If you tell a neural network that 2 + 2 = 5 enough times, then sure enough that AI will start regurgitating nonsensical answers since it does not rely on first principles to check the answer but relies instead on arguments ad populum.
Case in point, Facebook’s awful AI to scope out “fake news” (source):
A satirical article from the Babylon Bee is being flagged by Facebook’s AI as “fake news”. In other words, the AI is completely incapable of parsing sarcasm and humour, which is understandable given the subjective and complex nature of parsing context in conversation, a skill many humans frequently fail at themselves when trying to detect another person’s sarcasm. We shouldn’t expect AI algorithms to figure it out either from first principles. AI may be taught how to interpret sarcasm with the current “shortcut” methods of crowdsourced input (e.g. laugh when you see X, Y and Z), but then what we would expect from those methods is a magnification of the human incapability of detecting sarcasm.
In other words, instead of the bogus equation 2 + 2 = 5, the linguistic equation words X + Y + Z = not sarcasm and fake news is being taught instead.
Snopes.com taught the AI to flag such articles like the example above as “fake news” due to its failure to detect sarcasm.
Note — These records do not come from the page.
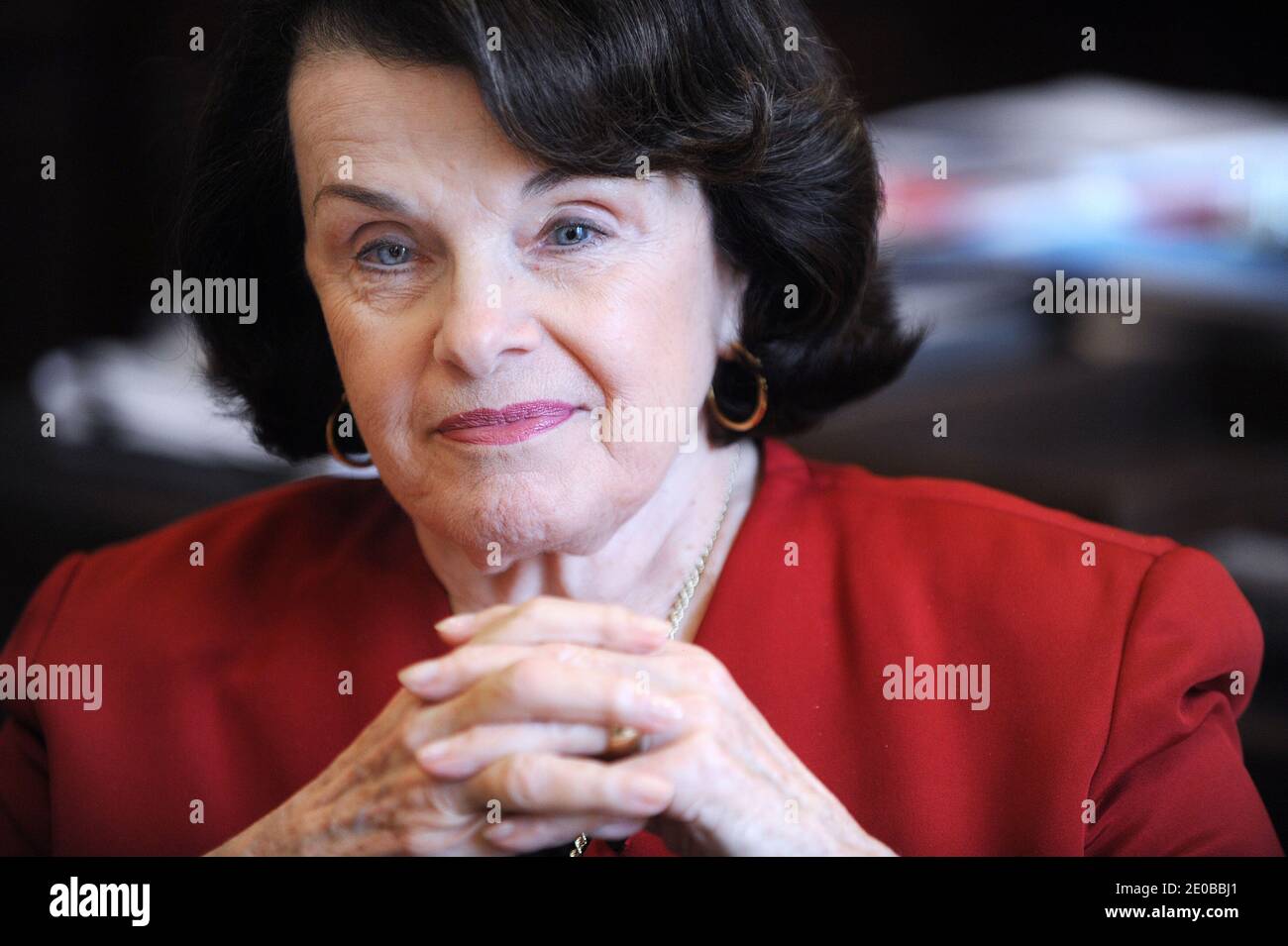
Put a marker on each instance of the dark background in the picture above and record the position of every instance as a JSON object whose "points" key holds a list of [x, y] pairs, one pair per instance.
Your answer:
{"points": [[1122, 428]]}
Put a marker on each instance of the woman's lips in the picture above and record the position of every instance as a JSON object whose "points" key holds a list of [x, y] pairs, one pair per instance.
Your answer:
{"points": [[509, 425]]}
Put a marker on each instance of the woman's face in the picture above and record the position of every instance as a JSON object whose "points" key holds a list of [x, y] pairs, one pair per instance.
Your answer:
{"points": [[451, 283]]}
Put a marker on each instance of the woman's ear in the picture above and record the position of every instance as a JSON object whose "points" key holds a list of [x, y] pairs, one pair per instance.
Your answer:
{"points": [[730, 309]]}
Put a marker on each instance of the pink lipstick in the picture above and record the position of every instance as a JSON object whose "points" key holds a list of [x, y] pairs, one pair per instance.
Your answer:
{"points": [[509, 425]]}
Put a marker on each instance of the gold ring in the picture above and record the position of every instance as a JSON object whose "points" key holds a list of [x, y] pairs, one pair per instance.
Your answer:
{"points": [[622, 740]]}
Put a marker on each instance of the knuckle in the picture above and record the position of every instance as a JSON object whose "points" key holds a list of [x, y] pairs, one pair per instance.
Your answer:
{"points": [[416, 727], [522, 781], [622, 697], [558, 652], [703, 712]]}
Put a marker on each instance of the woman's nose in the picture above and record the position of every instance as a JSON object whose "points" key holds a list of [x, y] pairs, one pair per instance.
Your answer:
{"points": [[484, 318]]}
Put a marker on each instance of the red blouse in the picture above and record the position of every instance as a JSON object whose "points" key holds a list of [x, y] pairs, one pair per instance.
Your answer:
{"points": [[1109, 725]]}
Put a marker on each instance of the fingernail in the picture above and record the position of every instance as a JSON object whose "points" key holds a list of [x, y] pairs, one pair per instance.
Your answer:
{"points": [[456, 622], [417, 675], [649, 793], [665, 709], [433, 752]]}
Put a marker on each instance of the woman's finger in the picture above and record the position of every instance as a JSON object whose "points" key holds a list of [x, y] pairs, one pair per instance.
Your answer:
{"points": [[455, 672], [545, 784], [545, 690], [469, 752], [526, 833], [548, 618]]}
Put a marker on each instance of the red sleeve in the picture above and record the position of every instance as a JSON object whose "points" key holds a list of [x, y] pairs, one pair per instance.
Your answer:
{"points": [[1171, 779], [24, 770]]}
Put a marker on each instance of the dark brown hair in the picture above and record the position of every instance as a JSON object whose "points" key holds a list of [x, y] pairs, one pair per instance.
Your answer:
{"points": [[706, 88]]}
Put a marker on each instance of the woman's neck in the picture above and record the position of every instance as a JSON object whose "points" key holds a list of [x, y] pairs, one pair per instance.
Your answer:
{"points": [[643, 564]]}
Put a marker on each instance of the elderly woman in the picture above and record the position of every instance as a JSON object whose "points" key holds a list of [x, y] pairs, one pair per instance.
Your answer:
{"points": [[488, 239]]}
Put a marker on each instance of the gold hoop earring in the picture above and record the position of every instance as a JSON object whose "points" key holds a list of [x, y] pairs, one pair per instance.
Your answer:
{"points": [[761, 394], [330, 437]]}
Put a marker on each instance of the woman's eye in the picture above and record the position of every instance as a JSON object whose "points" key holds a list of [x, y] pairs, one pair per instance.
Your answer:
{"points": [[384, 254], [575, 233]]}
Consequently, that same AI is simultaneously demonetizing and de-platforming what it thinks are purveyors of “fake news”, the collateral damage to anyone that dare opposes the allegedly objective all-knowing AI overlords.
Humour is not universal. Some people find some things funny, while other find those same things abhorrent. Sites like Snopes.com have subjective opinions on certain topics while self-proclaiming them as truths. These subjective realities are being fed into AI algorithms and you get what you see today: subjectivity magnified because computers don’t form their own opinions, they only objectively follow the rules they have been taught and very rigidly so. They are taught to be objectively subjective, as paradoxical as that sounds, by amplifying the opinions of its teachers.
Sadly, the teachers of big data tech firms include heavily biased outlets, like Snopes.com, the SPLC, and many other groups under the influence of postmodern neo-Marxist doctrine. AI based on big data should scare us not in the sense that they may develop a mind of their own and take over the world, but because they enable their teachers and developers to discretely disseminate subjective opinions under the guise of objective truths, and hide behind that veneer of objectivity by letting the AI do their censorious dirty work.